Duchenne Muscular Dystrophy and The Heart: Five Facts You Should Know

According to a story from blog.cincinnatichildrens.org, a diagnosis of Duchenne muscular dystrophy is always an alarming piece of news; learning that your child has a progressive muscle atrophy disorder that will shorten their lifespan is undoubtedly a source of worry and stress. However, it is important for patients and their families to be informed on the latest areas of treatment and research. The heart has been an area of particular focus as it also weakens over time in patients.

About Duchenne Muscular Dystrophy

Duchenne muscular dystrophy is a neuromuscular disease, and it is one of the more severe types of muscular dystrophy. It is characterized by progressive muscle weakness that usually begins around age four and worsens quickly. As an X-linked genetic disease, boys are mostly affected, with girls only occasionally displaying mild symptoms. The disease is caused by mutations of the dystrophin gene. Symptoms of Duchenne muscular dystrophy include falling, abnormal walking posture, eventual loss of walking ability, muscle fiber deformities, intellectual disability (not in all cases), enlargement of the tongue and calf muscles, skeletal deformities, muscle atrophy, heart abnormalities, and difficulty with breathing. Treatment includes a variety of medications and therapies that can help alleviate symptoms and slow disease progression. Lifespan is usually into the thirties with good care. Better treatments for this disease are urgently needed. To learn more about Duchenne muscular dystrophy, click here.
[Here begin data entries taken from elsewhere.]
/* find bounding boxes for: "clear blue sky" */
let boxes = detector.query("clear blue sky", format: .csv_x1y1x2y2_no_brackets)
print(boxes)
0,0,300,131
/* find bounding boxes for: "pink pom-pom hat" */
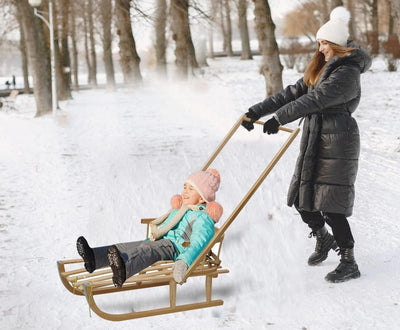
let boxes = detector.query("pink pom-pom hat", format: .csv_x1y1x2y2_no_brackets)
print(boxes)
185,169,221,203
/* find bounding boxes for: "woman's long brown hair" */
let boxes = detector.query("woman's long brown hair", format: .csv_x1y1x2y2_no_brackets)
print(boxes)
304,41,356,86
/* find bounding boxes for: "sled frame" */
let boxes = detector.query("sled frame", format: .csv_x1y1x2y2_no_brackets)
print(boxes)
58,115,300,321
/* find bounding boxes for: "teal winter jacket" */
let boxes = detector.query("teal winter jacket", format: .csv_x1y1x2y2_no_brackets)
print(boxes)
162,205,215,266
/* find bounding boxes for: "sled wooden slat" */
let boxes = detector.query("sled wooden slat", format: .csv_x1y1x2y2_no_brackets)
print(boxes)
58,115,300,321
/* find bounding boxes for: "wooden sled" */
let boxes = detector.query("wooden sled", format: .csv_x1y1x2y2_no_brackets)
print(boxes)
57,115,300,321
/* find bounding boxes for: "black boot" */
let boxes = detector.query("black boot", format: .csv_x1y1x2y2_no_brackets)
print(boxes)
107,245,126,288
325,248,361,283
308,226,337,266
76,236,96,273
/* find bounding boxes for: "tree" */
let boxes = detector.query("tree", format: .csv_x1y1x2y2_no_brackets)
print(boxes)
171,0,198,79
15,0,52,116
253,0,283,96
238,0,253,60
87,0,97,87
100,0,115,90
154,0,167,76
16,11,30,94
208,0,218,58
369,0,379,55
221,0,233,56
115,0,142,84
70,2,79,90
57,0,71,100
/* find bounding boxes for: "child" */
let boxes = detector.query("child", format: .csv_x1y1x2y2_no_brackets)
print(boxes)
76,169,222,287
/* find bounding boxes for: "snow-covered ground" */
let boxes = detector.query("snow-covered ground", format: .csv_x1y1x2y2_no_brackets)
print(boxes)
0,58,400,330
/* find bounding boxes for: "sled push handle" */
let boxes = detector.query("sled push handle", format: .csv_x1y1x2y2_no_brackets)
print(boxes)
184,115,300,282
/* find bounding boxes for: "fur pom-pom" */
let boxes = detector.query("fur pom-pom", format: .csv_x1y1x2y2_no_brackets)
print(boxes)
330,6,350,23
206,202,224,222
206,168,221,181
171,195,182,210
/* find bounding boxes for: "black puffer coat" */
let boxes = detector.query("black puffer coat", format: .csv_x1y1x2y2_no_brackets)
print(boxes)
250,42,371,216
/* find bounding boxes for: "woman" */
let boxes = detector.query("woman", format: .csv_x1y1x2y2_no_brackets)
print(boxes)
242,7,371,283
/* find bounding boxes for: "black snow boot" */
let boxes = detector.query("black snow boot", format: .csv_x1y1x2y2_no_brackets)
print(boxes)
76,236,96,273
107,245,126,288
308,226,338,266
325,248,361,283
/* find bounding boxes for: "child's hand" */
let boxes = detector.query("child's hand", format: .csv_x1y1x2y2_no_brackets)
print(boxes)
172,259,188,284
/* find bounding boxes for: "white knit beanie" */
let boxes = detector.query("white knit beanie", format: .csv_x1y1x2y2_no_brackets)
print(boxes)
316,7,350,46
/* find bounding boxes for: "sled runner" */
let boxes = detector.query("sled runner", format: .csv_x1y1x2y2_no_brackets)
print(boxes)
58,115,300,321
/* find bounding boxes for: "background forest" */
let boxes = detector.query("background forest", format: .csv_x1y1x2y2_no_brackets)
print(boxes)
0,0,400,116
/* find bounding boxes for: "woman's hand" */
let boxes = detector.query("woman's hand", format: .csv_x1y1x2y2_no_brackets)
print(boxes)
263,117,279,134
242,109,260,132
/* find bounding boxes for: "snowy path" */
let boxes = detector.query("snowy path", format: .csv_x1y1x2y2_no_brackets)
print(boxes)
0,59,400,329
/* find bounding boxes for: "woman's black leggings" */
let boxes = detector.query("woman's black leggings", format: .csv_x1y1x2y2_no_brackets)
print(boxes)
297,209,354,248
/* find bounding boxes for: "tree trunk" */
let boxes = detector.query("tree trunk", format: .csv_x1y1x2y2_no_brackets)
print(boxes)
100,0,115,90
331,0,343,11
16,11,30,94
15,0,51,117
208,0,218,58
238,0,253,60
88,0,97,87
115,0,142,84
216,0,228,53
171,0,190,79
50,1,71,101
83,0,93,84
347,0,356,39
224,0,233,56
370,0,379,55
390,0,400,36
154,0,167,76
61,0,72,98
254,0,283,96
70,3,79,90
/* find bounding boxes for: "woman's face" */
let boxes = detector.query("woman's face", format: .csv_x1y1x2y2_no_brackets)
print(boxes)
182,183,205,205
318,40,333,62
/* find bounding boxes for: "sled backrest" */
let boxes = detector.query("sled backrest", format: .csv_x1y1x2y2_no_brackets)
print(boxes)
185,115,300,280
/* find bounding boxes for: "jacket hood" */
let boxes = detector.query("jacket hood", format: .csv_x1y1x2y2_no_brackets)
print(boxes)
345,40,372,73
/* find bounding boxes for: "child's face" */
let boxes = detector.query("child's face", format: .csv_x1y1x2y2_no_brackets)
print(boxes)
182,183,205,205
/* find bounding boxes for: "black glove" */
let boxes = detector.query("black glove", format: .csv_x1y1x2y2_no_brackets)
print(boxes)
242,110,260,132
263,117,279,134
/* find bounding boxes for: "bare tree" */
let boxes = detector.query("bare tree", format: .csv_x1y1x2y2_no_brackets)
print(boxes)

Here are five facts that Duchenne patients and families should know about the heart and how it is affected by the disease.
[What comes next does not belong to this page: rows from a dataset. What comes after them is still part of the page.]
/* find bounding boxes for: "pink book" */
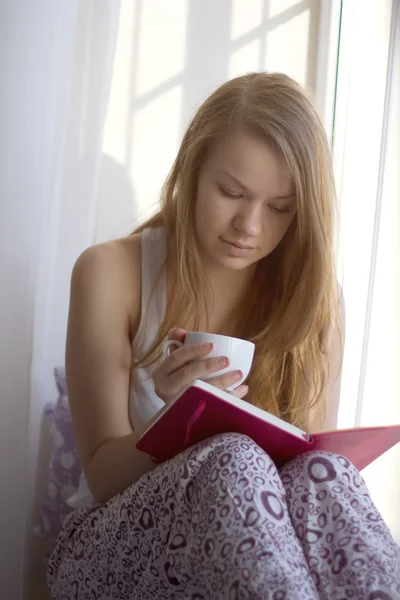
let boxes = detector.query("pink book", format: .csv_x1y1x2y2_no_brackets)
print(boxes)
136,380,400,471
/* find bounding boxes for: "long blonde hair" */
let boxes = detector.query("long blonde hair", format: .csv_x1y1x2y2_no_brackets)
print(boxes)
135,73,338,429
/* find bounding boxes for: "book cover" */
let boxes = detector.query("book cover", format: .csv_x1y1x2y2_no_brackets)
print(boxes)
136,380,400,471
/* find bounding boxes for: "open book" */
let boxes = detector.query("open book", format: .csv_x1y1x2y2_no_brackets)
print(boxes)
136,380,400,471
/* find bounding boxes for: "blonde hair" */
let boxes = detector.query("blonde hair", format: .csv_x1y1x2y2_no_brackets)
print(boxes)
135,73,338,429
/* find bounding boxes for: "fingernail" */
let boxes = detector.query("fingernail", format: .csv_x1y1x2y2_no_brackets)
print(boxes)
201,344,214,350
231,371,243,381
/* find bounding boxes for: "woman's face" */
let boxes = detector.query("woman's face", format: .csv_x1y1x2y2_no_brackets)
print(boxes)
195,133,296,270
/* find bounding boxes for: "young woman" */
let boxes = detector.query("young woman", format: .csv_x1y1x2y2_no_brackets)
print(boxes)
48,73,400,600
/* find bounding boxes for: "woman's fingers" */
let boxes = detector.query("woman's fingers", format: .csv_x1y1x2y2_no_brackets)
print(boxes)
229,385,249,398
159,343,216,376
168,327,186,343
207,371,243,397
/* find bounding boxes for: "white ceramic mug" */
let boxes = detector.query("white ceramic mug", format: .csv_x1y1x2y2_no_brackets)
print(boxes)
163,331,255,392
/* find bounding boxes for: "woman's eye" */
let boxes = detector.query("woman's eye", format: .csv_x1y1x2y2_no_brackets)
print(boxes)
218,185,243,199
268,204,291,215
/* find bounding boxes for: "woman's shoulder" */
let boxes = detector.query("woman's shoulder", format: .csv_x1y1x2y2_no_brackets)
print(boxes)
71,234,142,336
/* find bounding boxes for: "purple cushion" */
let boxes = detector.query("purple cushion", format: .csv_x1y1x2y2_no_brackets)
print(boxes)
33,368,82,541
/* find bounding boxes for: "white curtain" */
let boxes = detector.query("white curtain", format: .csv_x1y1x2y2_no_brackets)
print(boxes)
334,0,400,543
0,0,119,600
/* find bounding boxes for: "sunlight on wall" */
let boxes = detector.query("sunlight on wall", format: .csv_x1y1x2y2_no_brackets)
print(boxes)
264,9,310,85
136,0,189,94
268,0,300,19
128,85,182,220
101,0,319,241
103,0,135,164
334,2,390,427
231,0,264,40
334,0,400,542
229,40,261,77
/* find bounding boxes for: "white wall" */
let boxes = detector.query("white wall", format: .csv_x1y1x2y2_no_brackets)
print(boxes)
96,0,320,241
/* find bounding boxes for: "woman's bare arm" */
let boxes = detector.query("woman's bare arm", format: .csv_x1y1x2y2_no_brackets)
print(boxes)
66,239,162,502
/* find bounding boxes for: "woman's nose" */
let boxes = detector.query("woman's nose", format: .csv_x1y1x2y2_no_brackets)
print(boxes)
233,201,262,237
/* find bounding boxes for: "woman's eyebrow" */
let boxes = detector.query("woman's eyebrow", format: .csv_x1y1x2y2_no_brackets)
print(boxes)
219,170,250,192
219,170,296,200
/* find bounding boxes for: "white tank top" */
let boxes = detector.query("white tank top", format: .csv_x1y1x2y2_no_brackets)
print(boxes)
67,228,167,508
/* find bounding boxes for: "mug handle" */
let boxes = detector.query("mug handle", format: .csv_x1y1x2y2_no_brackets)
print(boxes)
163,340,183,358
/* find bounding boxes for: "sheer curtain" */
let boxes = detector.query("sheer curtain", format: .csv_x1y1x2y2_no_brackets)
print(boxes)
334,0,400,542
0,0,119,600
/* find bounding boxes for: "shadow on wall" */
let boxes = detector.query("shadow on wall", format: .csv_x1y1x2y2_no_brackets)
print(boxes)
94,153,138,244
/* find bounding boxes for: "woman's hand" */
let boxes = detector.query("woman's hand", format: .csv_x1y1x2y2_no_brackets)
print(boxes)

  1. Cardiac screening is a good idea for patients starting in their second decade of life as this is when heart problems often first appear. However, some patients may have issues earlier, so occasional screening in early childhood is also recommended.
  2.  Know the warning signs of heart issues in Duchenne muscular dystrophy patients. A number of symptoms can suggest that the heart is weakening. These include symptoms similar to asthma that don’t appear to resolve on their own, shortness of breath, and chronic coughing. Loss of appetite or vomiting can be other indicators of heart issues.
  3.  Heart screening is a good idea starting at around age five; an echocardiography screening should be conducted on an annual basis. Aroung age 8-10, cardiac MRIs are recommended as these can detect signs of heart problems before symptoms begin to affect the patient.
  4. There are a number of therapies that can help treat heart problems for Duchenne muscular dystrophy patients. These include ACE inhibitors, aldosterone receptor agonists, and steroids, which have the potential to slow the progression of heart dysfunction. In patients with more severe challenges, an implantable cardioverter-defibrillator (ICD) or ventricular assist device can help improve cardiac function.
  5. Genetic testing of female family members is recommended. As a disease that functions on the X chromosome, boys are almost exclusively affected by the disorder, but female relatives that carry the mutation may have some manifestations including heart disease.